By Liam Simonelli
Editorial Cartoonist
“Last Chance - 23% off Diploma Frames!” “Give the Gift of Tech!” “Higher Education Skincare is here!” Please! Spare students all of these email advertisements, we have enough emails to sift through.
If you keep as close of an eye on your school email inbox as I do, you probably know what I’m talking about. Those repetitive emails from the College’s Barnes and Noble Bookstore that fill our inboxes weekly. They border on spam and scatter the emails that are actually important.
I did some counting. Since Aug. 1, I have received a total of 57 emails from the College’s Bookstore. Fifty-one of which were advertisements for apparel, textbooks, notebooks, thermoses, laptops and the list goes on.
I certainly expected such at the beginning of the semester. At that point, students are scavenging for used textbooks and perhaps treating themselves to a piece of school apparel. It makes sense that the Bookstore would want to catch the eye of these students with those ads, but pitching to us for weeks and weeks afterward is a bit overwhelming.
The bookstore’s prices are fair at best. Realizing this, I purchased my textbooks from an outside seller this semester. As the first week went by, the system must have gotten wise to this and began inundating me with those, “you may not have ordered your textbooks” emails. The first of these was more than enough, six of them felt endless.

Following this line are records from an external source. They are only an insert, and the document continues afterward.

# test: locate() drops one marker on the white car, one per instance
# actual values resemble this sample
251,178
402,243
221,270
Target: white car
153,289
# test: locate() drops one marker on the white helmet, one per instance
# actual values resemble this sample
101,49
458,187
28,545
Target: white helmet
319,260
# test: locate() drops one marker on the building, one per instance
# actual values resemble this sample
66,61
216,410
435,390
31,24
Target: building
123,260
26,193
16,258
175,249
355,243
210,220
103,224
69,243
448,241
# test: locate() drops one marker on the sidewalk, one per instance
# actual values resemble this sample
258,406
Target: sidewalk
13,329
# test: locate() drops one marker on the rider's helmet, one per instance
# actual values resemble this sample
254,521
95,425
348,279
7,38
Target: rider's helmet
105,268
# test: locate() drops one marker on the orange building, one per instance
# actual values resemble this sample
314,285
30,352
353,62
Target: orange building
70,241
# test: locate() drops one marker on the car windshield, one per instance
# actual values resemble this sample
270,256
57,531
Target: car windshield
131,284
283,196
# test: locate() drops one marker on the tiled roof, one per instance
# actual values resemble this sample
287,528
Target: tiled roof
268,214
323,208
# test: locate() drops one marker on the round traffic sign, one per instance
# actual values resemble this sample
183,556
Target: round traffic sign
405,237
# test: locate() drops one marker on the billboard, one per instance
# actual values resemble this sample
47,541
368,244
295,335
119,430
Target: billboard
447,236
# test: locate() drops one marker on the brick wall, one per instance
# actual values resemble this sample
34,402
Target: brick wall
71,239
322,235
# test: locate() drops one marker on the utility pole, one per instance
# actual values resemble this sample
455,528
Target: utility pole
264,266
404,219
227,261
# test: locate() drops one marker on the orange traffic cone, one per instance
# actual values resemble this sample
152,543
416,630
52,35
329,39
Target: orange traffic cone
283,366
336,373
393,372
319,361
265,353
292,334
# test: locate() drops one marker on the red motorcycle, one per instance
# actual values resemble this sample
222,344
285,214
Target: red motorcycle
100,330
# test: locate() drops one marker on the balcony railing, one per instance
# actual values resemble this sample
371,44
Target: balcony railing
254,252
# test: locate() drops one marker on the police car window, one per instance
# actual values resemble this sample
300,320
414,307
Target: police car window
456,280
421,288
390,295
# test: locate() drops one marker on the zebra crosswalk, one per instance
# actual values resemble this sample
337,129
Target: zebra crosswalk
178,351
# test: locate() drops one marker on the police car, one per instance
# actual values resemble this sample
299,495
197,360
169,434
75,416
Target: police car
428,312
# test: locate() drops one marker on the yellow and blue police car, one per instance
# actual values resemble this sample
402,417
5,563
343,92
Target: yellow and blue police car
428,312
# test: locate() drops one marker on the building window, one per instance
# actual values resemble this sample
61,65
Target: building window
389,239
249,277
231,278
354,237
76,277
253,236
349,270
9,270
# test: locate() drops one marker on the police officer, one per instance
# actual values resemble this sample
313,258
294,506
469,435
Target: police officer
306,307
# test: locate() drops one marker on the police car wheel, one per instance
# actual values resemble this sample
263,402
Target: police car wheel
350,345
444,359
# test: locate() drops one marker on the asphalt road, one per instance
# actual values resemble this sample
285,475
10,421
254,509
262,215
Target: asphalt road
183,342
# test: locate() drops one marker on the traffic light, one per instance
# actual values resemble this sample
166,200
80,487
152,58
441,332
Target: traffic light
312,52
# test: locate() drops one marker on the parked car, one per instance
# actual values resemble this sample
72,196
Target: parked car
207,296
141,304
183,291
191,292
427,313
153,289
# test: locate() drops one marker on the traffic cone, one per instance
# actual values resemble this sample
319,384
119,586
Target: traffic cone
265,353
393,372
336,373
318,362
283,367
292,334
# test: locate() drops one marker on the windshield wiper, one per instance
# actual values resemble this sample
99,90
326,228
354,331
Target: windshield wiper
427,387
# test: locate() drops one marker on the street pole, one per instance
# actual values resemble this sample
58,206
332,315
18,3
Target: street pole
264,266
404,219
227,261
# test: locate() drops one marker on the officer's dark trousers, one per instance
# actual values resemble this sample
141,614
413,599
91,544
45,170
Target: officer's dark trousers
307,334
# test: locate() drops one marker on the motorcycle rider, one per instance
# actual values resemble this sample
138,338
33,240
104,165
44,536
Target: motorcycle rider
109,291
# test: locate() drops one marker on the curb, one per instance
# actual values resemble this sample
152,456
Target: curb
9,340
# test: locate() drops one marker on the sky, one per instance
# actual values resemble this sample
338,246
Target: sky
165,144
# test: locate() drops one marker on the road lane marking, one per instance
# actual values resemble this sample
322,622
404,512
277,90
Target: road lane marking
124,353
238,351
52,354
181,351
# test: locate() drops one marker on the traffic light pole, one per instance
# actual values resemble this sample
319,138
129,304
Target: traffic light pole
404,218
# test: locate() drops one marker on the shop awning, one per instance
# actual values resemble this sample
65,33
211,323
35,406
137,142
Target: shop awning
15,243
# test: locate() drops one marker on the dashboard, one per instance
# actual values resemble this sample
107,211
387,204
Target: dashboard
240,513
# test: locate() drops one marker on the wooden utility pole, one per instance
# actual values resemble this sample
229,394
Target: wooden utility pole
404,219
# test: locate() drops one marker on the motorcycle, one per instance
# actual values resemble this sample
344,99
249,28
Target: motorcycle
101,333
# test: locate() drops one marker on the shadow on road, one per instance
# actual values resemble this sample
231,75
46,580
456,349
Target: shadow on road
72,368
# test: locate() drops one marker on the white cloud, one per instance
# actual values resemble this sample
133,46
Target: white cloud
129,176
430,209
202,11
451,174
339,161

If at this point you’re asking, “why not just block the email address so you won’t receive these emails?” I already tried. In fact, that was the first thing I tried. I immediately found that this was impossible, however, as the College’s domain does not allow students to block senders from any department. So, I’m still comically asking myself, “will it ever end?”
I do realize that our campus bookstore must — underline must — rake in some income to survive. Like any business, it has an overhead: employee wages and supply costs to cover. And after those funds are met, actually make a profit. Advertising helps this goal to be met, but it's my guess that too much advertising can have the opposite effect and can repel an audience.
A solution to all this? Well, it’s as simple as refraining from sending these almost daily advertisements to student inboxes. We get it: sales are here and we don’t want to miss out. Supposing we do want to “miss out,” respect that and give space. Send out an ad once a week, and that should be plenty.